Callers must not mutate it, matching the CPython rule that AS_STRING is read-only
on a non-builder object.
_PyBytesWriter: incremental construction
CPython codec writers and the escape decoder avoid repeated realloc by using
_PyBytesWriter as a scratch buffer that starts on the C stack:
// Objects/bytesobject.c (simplified)
_PyBytesWriter writer;
_PyBytesWriter_Init(&writer);
char *p = _PyBytesWriter_Alloc(&writer, estimated_size);
// ... fill p ...
return _PyBytesWriter_Finish(&writer, p);
When the initial estimate fits, no heap allocation happens at all. When it overflows,
_PyBytesWriter_Prepare calls realloc and updates p. gopy achieves the same
goal with strings.Builder, which uses a []byte slice that grows via append:
// objects/bytes_methods_wrap.go (example pattern)
var b strings.Builder
b.Grow(estimated)
// ... write to b ...
return NewBytesFromString(b.String()), nil
The difference is that strings.Builder always allocates on the heap; the stack
optimisation is lost.
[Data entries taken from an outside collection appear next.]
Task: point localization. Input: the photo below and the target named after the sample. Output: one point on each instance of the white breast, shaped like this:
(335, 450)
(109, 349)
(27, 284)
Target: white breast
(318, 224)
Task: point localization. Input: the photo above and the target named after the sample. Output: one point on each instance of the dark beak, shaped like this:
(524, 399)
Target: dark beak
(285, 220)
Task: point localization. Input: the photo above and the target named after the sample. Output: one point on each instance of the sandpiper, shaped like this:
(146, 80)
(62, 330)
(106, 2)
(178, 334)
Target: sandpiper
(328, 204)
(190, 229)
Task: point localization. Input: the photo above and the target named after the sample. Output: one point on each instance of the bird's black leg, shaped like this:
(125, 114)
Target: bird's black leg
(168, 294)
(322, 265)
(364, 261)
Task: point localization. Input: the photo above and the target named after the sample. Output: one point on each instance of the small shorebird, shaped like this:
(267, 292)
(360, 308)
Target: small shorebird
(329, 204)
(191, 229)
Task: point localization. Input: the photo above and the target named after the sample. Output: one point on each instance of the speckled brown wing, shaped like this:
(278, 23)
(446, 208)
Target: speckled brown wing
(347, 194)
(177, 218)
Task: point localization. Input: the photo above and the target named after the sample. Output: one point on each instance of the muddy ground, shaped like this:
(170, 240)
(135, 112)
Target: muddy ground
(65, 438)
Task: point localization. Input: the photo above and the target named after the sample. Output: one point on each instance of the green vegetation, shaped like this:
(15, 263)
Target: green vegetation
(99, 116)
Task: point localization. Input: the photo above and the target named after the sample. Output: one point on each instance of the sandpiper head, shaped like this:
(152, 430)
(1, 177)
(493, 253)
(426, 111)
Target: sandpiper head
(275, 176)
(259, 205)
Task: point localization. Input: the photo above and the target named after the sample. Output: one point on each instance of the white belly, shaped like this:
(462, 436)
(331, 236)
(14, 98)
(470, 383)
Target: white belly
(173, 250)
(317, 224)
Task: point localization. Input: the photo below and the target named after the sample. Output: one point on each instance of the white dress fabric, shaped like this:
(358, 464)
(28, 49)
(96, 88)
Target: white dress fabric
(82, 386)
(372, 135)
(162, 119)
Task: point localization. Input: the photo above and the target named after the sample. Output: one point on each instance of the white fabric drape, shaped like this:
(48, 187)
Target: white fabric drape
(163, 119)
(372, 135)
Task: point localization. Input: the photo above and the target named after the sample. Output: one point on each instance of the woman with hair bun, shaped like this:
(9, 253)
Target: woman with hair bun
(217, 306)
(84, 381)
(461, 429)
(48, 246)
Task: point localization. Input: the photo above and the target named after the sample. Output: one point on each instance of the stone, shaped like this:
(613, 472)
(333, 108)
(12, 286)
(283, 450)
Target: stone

This is acceptable for correctness but may matter in hot paths
that produce many small bytes objects.
_PyBytes_DecodeEscape
_PyBytes_DecodeEscape processes a raw bytes literal, resolving \n, \t, \xNN,
\0oo octal, and the \N{...} / \uXXXX / \UXXXXXXXX forms that are invalid in
bytes literals (raising DeprecationWarning when they appear). gopy ports this in
parser/string/decode.go:
// parser/string/decode.go:141
// CPython: Objects/bytesobject.c _PyBytes_DecodeEscape
func decodeBytesEscape(src []byte) ([]byte, error) { ... }
gopy mirror
| CPython symbol | Go identifier | File |
|---|---|---|
PyBytesObject | Bytes | objects/bytes.go |
PyBytes_AS_STRING | Bytes.Bytes() | objects/bytes.go |
PyBytes_GET_SIZE | Bytes.Len() | objects/bytes.go |
PyBytes_FromStringAndSize | NewBytes | objects/bytes.go |
PyBytes_FromString | NewBytesFromString | objects/bytes.go |
bytes_repr | bytesRepr (unexported) | objects/bytes.go |
bytes_hash | bytesHash (unexported) | objects/bytes.go |
bytes_richcompare | bytesRichCmp (unexported) | objects/bytes.go |
_PyBytes_DecodeEscape | decodeBytesEscape | parser/string/decode.go |
_PyBytesWriter | (not ported; uses strings.Builder) | |
_PyBytes_Resize | (not ported) | |
_PyBytes_FormatEx | (not ported) |
CPython 3.14 changes
3.14 promotes _PyBytesWriter internals further into Include/internal/ and away
from the semi-public cpython/ tier; extension authors who relied on it are expected
to switch to PyBytes_FromStringAndSize + PyBytes_Concat. The _PyBytes_FormatEx
signature gained an extra Py_ssize_t * out-parameter for the written length.
PyBytes_AS_STRING and PyBytes_GET_SIZE remain stable macros in the cpython/
header because the stable ABI needs them for inline expansion.